Letang worked hard to improve his overall game in 2009-10 and his offense suffered as a result. At times it seemed as though Letang couldn’t hit the side of a barn door with his slap shot. Letang scored three times on 174 shots for a 1.7 shooting percentage – and that doesn’t include shots off the end boards or the glass. Nevertheless, Letang showed what he’s capable of when he netted five goals and seven points in 13 playoff games. In reality, Letang was likely stretched too thin last year by the paucity of capable and healthy blueliners on the roster. The 2010-11 season figures to be a better one for the 23-year-old after the team shored up its defensive corps in the offseason. Look for Letang to finish in the neighborhood of 35-40 points with Sergei Gonchar gone to Ottawa.
Sometime during the spring of 2009, Letang seemed to leapfrog over veteran standout Sergei Gonchar as the Penguins' most important all-around defenseman. He collected 33 points in 74 games in his first full NHL season, and that includes just one goal through late January. His 7.2 shooting percentage ranked 22nd among defenders and that's the tip of the iceberg. At 22 and two years younger than fellow future fantasy stud Alex Goligoski, Letang has the best fantasy upside of any Pittsburgh defenseman.
With Ryan Whitney out for at least two months to start the season, Letang will get a crack at playing a power-play point. Still only 20 years of age, Letang has the ability to succeed on the power play. Nine of his 17 points came on the man advantage in his rookie season. So long as Letang pays attention to his defensive details, the 2008-09 season could prove to be his breakout campaign.
Letang played seven games early in the 2006-07 season with the Penguins (he scored two goals) before returning to his junior team in the QMJHL. When the season was all said and done, Letang had a fantastic year for Val-d'Or and he also was the captain of the Canadian team that won the gold medal at the World Junior Championship. Letang can really provide offense from the blue line and he has a real shot to earn a full-time job in Pittsburgh this season. He is just another in a long line of fantastic young players that belong to the Penguins.

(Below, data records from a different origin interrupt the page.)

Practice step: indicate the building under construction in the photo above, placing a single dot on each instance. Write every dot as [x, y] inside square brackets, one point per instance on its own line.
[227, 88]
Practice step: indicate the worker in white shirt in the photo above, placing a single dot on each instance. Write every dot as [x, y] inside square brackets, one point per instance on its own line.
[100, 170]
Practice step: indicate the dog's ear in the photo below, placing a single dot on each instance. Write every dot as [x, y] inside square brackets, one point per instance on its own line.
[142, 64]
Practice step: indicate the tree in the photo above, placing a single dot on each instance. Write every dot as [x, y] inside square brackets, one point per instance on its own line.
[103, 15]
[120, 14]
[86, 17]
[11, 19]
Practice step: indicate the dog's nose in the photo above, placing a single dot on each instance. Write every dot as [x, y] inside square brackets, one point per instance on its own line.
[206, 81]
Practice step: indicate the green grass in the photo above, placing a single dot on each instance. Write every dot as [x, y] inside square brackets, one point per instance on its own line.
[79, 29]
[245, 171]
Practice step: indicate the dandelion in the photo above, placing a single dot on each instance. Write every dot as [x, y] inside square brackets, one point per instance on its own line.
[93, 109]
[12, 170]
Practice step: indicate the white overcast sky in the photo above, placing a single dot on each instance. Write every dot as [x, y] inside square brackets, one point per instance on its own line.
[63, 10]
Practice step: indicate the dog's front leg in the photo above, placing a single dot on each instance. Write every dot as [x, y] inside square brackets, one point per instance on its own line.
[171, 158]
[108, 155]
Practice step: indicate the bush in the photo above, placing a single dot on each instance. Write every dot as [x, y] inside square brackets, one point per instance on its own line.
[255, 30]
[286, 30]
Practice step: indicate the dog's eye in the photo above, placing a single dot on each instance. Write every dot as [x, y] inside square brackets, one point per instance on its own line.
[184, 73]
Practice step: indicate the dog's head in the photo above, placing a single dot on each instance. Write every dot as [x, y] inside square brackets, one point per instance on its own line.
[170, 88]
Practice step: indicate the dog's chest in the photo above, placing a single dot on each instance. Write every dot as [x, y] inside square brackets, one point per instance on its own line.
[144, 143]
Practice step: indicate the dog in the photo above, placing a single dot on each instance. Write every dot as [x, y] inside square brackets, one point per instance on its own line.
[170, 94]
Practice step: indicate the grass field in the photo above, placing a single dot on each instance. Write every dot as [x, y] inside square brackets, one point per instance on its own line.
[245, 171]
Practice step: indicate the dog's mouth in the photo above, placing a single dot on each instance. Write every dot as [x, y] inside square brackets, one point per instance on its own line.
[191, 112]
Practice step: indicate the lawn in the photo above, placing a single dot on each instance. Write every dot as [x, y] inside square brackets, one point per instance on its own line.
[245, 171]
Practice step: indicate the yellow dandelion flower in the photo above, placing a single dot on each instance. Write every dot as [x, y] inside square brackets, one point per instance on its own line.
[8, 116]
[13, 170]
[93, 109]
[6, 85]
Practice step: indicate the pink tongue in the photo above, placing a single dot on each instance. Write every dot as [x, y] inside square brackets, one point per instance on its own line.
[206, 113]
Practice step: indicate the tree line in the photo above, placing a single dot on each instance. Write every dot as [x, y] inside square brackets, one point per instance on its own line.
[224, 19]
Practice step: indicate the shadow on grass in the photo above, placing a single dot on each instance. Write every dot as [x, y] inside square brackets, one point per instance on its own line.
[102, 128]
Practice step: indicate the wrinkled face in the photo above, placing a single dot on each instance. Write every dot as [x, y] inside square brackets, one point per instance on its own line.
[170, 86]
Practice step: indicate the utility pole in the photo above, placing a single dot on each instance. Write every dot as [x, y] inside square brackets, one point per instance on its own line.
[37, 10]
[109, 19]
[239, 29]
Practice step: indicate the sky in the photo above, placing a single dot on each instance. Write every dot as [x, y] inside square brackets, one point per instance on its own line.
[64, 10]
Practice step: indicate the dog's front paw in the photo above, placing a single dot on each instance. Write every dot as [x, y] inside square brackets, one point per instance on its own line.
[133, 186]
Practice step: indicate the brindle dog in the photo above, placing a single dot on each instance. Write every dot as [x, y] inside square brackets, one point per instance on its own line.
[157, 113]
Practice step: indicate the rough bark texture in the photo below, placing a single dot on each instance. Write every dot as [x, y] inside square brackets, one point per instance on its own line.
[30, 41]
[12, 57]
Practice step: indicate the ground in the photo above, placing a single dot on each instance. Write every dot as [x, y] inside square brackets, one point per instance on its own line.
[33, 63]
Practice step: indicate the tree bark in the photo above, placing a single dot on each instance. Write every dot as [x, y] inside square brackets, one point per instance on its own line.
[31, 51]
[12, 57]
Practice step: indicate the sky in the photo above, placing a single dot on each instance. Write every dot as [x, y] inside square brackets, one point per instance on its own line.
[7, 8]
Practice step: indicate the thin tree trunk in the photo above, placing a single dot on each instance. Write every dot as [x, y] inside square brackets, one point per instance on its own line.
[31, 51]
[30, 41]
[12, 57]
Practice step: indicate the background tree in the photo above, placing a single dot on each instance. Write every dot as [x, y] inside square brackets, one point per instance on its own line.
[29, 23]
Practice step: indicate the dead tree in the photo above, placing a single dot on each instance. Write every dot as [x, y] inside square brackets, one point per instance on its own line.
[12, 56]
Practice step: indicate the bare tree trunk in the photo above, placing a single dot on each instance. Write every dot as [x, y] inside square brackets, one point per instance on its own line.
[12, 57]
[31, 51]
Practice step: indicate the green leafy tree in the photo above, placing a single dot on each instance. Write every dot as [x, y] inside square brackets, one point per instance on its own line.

LeTang squeaked through the last cut with the Pens and will have to impress in his October audition or be returned to his junior team. LeTang has the rare righthanded shot on a team stacked with lefties. He's not afraid to shoot the puck and has plenty of offensive potential -- though he might be too green defensively to play consistently at the NHL level. He finished fourth on the team in preseason scoring with one goal and three assists and a plus-1 in four games.